Kipling was speaking at The Royal Society of Literature which was founded in 1823 under the patronage of King George IV. He greeted the Canadians as fellow writers, reminding them that writers cannot tell a lie and that their work is influenced by everything that has gone before. Some Canadian writers had chosen historical subjects, while others had written of more recent years when Canada had come into her own.
It is fortunately impossible, he declared, to tell how posterity will view a writer’s achievement. Their tour of Britain would introduce his hearers to the work of English artists and craftsmen. Kipling recalled his visits to Canada in 1892 (From Tideway to Tideway) and 1907 (Letters to the Family) and his admiration for the country as he came to understand it.
(the page and line numbers below refer to Volume XXV of the
Sussex Edition of Kipling's works, Macmillan, London 1938).

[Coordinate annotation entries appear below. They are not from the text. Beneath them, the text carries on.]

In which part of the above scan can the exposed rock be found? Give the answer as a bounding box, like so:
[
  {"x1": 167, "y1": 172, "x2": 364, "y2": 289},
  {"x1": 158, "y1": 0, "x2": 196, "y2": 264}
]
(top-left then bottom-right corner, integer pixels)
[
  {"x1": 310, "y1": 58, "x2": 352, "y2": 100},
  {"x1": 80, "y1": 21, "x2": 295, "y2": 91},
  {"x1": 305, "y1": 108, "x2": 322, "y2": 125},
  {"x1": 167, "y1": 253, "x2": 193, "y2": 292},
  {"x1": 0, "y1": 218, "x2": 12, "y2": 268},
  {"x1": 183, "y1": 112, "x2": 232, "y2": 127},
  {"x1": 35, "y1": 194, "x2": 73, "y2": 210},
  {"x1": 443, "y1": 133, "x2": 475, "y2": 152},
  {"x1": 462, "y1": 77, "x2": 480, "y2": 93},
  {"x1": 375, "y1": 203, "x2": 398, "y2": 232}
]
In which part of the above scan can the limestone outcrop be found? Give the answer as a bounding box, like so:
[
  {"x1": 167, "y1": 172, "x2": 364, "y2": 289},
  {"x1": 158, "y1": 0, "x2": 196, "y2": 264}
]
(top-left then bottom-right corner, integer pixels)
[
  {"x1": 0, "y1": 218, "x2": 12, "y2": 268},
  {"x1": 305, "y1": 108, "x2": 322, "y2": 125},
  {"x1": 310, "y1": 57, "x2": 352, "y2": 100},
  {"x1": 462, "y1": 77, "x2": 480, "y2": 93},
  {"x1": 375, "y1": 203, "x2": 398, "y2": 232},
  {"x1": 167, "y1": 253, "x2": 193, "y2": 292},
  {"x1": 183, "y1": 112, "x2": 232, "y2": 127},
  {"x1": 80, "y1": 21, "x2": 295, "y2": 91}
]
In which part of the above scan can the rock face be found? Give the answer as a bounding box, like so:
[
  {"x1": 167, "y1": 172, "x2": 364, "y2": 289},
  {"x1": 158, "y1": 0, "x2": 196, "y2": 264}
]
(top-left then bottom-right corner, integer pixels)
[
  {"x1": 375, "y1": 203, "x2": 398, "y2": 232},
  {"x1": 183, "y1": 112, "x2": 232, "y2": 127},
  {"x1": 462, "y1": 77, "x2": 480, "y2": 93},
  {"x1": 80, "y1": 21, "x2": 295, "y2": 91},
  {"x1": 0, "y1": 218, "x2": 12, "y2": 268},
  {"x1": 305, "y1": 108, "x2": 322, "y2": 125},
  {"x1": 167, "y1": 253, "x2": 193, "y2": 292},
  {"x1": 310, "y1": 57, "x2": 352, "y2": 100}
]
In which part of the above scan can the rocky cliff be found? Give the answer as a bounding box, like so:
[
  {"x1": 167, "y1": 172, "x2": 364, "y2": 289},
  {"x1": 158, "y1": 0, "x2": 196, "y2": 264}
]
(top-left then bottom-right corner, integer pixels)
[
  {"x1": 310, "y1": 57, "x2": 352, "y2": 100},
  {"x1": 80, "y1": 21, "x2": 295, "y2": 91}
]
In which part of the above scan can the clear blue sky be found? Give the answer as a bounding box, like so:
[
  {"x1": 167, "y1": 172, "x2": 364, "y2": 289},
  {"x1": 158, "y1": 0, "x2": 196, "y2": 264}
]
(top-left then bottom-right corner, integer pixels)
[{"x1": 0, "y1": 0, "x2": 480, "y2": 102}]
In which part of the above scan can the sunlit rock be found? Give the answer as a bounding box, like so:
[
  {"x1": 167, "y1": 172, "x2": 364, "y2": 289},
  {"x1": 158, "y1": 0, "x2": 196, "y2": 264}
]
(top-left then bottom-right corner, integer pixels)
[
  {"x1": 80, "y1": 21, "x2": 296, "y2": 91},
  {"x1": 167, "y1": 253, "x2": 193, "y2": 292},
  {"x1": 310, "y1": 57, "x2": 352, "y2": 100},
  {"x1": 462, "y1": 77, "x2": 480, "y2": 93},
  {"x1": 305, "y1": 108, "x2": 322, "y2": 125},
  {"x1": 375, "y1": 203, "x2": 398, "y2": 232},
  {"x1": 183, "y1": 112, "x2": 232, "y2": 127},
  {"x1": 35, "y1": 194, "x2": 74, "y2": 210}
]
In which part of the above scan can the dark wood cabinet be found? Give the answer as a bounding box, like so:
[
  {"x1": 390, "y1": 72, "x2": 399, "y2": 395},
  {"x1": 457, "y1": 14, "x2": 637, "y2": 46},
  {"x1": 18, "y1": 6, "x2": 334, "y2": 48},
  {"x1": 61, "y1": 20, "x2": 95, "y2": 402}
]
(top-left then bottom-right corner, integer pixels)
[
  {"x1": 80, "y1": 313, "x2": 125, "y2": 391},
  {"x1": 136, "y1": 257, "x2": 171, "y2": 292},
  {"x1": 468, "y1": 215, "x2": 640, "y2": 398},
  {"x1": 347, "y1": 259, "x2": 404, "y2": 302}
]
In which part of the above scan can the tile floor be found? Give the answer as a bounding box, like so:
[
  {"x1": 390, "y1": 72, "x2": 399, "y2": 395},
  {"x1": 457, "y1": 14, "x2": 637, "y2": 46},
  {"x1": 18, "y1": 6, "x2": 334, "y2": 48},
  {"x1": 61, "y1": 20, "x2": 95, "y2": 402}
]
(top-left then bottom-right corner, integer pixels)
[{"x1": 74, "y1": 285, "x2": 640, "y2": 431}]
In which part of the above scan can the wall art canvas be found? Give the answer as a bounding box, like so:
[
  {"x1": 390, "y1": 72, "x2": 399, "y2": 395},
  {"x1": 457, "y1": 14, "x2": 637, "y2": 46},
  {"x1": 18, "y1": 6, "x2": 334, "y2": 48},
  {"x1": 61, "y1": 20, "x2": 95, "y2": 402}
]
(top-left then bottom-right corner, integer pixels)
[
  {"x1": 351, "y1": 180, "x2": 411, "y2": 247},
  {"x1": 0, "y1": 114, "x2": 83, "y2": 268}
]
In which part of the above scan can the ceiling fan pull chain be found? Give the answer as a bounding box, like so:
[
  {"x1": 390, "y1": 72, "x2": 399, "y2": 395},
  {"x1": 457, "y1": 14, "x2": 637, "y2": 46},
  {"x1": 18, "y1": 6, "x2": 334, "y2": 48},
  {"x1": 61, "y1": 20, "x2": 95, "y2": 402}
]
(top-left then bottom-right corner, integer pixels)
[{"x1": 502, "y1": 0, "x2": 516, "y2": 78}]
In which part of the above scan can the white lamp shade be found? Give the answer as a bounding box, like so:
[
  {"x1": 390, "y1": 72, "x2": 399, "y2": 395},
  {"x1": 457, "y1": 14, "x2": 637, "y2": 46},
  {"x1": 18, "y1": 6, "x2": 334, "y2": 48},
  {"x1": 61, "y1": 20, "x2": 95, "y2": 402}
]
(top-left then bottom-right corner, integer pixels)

[Page 317 line 22] Jean Pigeon a builder from Quebec who was in charge of the design and construction of Kipling’s house at Brattleboro in Vermont in 1893:
That summer there came out of Quebec Jean Pigeon with nine other habitants who put up a wooden shed for their own accommodation in what seemed twenty minutes, and then set to work to build us a house which we called ‘Naulakha.’For more details see Andrew Lycett, p. 256.
[Page 318 line 8] United Empire Loyalists American loyalists who settled in Canada after the defeat of the British army in the American Revolutionary War of 1775 to 1783.
[Page 318 line 9] Fenian raids The Fenian Society was founded in New York by James Stephens (1825-1901). They aimed to overthrow British rule in Ireland and to set up an independent republic. Their rising in 1867 failed.
[Page 318 line 9] Riel’s Rebellion Louis Riel (1844-85), resenting the transference of the Hudson Bay Territory to the Dominion of Canada for £300,000 in 1869, started a rebellion in 1870.
He was the champion of the Métis, those of mixed race, and the founder of Manitoba. He escaped the expedition sent to capture him and survived to start another raid in 1885 but was captured and hanged after the failure of that rebellion.